In replacement of a segmental defect of the femur by the Ilizarov method, operative approaches to improve the function of the knee joint must be postponed at least until adaptation of the transposed fragment to the basic fragment and their stabilization. Arthrolysis and myolysis can be performed in a single step with open adaptation of the transposed and basic bone fragments. Multiple solid myofasciodeses, filling the knee joint cavity with healing tissue, and osteomyelitis favor a two-stage treatment for restoration of the weight-bearing ability of the extremity and then improve knee joint function.
After closed operations the knee joint is stabilized in the position achieved by maximum elimination of the stiffness. However, to reduce pain, we have to reduce the position in the joint achieved by the end of the operation by 30–50 %. It often happens that after open arthrolysis and myolysis, to avoid excessive skin stretching, the skin is taken in with the knee joint flexed less than what was achieved during the operation. To reduce the risk of soft tissue necrosis after surgery, the knee joint is stabilized in a position that ensures good blood supply to the wound edges. If there is a marked cicatricial process occurring in the area of the knee joint, the knee is stabilized in a position close to full extension.

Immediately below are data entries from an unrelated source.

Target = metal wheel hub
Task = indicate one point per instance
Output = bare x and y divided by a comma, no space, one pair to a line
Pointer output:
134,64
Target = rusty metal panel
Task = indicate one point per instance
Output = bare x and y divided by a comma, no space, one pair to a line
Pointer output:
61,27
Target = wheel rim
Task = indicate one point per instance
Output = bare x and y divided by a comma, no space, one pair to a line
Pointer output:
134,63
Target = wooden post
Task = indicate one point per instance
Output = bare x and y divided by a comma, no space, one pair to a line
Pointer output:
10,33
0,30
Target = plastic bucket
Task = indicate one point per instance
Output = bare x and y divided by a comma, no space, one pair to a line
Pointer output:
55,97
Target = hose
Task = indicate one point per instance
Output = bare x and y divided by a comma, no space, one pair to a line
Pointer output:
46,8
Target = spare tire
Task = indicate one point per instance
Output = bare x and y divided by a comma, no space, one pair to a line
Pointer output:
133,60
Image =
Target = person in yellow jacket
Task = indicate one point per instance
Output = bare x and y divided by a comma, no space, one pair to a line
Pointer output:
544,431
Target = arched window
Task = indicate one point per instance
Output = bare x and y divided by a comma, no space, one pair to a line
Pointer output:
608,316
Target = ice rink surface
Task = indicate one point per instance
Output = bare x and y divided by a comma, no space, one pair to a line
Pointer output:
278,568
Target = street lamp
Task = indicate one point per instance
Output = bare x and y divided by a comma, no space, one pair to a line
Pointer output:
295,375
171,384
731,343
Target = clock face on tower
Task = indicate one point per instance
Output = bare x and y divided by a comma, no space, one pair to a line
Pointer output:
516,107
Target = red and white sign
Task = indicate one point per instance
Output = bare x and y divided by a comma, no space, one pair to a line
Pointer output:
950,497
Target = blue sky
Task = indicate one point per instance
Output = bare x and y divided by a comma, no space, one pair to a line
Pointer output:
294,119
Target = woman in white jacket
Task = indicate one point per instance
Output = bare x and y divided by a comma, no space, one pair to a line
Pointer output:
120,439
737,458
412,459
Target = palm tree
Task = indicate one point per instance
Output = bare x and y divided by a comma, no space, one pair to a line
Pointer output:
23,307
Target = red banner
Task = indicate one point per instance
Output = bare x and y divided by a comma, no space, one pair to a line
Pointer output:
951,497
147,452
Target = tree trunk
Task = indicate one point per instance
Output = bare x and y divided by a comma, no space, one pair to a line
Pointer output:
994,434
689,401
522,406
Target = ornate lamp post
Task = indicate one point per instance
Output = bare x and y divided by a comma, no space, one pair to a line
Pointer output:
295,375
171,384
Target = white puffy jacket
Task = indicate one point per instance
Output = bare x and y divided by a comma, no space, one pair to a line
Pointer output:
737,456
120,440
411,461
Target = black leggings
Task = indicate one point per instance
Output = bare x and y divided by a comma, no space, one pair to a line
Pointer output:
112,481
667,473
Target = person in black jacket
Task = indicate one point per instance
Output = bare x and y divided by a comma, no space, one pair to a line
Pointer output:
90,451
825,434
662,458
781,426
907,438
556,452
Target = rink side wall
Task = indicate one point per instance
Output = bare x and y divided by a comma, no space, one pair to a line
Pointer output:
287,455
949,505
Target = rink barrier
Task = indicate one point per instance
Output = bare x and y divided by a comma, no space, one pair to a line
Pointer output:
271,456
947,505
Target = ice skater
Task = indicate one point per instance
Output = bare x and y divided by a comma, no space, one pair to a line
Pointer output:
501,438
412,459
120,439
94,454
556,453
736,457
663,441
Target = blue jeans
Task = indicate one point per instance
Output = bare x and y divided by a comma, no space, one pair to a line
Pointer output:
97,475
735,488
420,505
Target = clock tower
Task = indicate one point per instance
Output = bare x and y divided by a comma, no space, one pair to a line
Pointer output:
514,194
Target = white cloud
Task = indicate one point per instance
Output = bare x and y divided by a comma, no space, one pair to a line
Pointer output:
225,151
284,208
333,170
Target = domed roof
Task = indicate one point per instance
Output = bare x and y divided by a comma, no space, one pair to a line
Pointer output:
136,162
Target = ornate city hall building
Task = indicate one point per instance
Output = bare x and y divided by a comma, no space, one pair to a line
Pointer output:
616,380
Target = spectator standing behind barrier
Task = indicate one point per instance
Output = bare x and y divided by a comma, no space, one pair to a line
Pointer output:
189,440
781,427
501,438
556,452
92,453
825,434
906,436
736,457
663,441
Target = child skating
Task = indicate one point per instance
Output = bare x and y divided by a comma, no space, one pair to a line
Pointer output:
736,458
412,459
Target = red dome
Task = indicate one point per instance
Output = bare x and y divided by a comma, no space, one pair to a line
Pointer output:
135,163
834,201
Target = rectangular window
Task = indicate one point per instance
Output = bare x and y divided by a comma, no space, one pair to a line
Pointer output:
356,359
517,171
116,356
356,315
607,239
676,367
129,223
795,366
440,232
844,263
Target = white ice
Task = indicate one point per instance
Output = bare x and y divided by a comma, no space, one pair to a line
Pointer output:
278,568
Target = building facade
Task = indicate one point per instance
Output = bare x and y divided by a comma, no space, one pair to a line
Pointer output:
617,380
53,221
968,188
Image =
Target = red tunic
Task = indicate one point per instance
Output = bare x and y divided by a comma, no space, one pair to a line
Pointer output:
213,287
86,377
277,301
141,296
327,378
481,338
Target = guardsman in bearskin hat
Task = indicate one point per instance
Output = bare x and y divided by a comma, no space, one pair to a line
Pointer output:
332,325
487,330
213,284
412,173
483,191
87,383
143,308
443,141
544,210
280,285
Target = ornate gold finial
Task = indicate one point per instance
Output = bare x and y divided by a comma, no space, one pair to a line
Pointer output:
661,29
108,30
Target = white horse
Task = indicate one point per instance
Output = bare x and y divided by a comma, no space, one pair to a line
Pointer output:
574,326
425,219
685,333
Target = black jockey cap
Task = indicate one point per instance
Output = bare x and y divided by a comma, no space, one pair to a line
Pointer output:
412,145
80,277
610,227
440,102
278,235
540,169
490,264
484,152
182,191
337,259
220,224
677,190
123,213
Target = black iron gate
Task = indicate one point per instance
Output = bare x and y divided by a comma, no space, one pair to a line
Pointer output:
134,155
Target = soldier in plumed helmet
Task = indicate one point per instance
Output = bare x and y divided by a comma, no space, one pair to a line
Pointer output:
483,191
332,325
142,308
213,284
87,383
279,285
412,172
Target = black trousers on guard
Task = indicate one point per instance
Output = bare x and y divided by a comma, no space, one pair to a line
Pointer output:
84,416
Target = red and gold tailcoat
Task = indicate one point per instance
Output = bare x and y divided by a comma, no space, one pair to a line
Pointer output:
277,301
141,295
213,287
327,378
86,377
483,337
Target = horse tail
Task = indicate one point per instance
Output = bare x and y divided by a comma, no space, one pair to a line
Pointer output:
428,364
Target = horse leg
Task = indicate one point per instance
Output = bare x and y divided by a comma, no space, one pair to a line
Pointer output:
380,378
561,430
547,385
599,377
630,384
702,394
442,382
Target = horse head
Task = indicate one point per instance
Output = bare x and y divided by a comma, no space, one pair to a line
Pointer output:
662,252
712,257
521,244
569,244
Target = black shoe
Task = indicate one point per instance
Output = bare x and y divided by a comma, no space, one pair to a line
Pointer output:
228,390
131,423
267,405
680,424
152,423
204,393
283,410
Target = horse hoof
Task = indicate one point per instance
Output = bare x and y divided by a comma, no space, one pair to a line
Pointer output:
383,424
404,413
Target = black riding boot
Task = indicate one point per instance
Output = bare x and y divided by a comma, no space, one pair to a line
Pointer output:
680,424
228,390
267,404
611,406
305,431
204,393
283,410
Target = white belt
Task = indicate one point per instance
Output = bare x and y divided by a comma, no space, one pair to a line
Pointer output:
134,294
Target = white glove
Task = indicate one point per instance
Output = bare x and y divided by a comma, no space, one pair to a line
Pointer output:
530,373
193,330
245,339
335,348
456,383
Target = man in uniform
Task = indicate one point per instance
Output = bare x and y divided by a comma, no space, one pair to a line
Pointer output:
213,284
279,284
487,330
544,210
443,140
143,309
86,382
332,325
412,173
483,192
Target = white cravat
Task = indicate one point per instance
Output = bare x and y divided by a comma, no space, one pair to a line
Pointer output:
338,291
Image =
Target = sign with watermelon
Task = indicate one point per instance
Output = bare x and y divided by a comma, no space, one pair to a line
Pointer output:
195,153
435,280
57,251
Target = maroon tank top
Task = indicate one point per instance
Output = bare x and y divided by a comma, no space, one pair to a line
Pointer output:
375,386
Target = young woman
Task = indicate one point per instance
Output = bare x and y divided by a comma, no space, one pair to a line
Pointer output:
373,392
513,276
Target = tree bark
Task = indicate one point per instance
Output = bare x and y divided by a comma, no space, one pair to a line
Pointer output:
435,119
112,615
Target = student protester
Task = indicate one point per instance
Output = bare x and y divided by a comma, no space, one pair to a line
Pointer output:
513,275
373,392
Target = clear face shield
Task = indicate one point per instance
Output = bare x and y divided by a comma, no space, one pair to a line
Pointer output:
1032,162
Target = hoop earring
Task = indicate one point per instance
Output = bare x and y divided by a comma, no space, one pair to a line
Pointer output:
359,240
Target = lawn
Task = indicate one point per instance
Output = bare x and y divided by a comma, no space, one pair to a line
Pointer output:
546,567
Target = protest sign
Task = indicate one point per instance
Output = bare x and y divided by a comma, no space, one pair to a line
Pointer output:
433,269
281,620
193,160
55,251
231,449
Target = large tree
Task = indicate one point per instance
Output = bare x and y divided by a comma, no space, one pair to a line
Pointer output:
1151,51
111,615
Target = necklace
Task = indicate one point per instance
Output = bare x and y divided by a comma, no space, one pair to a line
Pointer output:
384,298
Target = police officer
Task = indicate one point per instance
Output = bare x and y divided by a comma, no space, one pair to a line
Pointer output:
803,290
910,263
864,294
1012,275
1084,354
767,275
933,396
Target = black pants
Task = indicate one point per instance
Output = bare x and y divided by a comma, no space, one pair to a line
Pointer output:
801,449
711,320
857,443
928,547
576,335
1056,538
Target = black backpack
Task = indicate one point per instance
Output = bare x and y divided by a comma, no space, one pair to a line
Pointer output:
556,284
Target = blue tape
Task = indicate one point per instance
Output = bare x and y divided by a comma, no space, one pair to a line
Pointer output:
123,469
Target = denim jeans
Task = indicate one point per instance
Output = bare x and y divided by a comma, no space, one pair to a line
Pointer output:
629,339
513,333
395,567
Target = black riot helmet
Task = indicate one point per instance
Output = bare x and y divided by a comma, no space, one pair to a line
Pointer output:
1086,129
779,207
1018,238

A diastasis of 5–6 mm is created between the joint surfaces in two or three stages. It is important to note that due to the flexure of the transosseous elements, the amount of separation on hinges will not correspond to the joint space. Therefore, the effectiveness of the distraction should be monitored radiographically. Radiographic monitoring of the installation of the axial hinges is also necessary.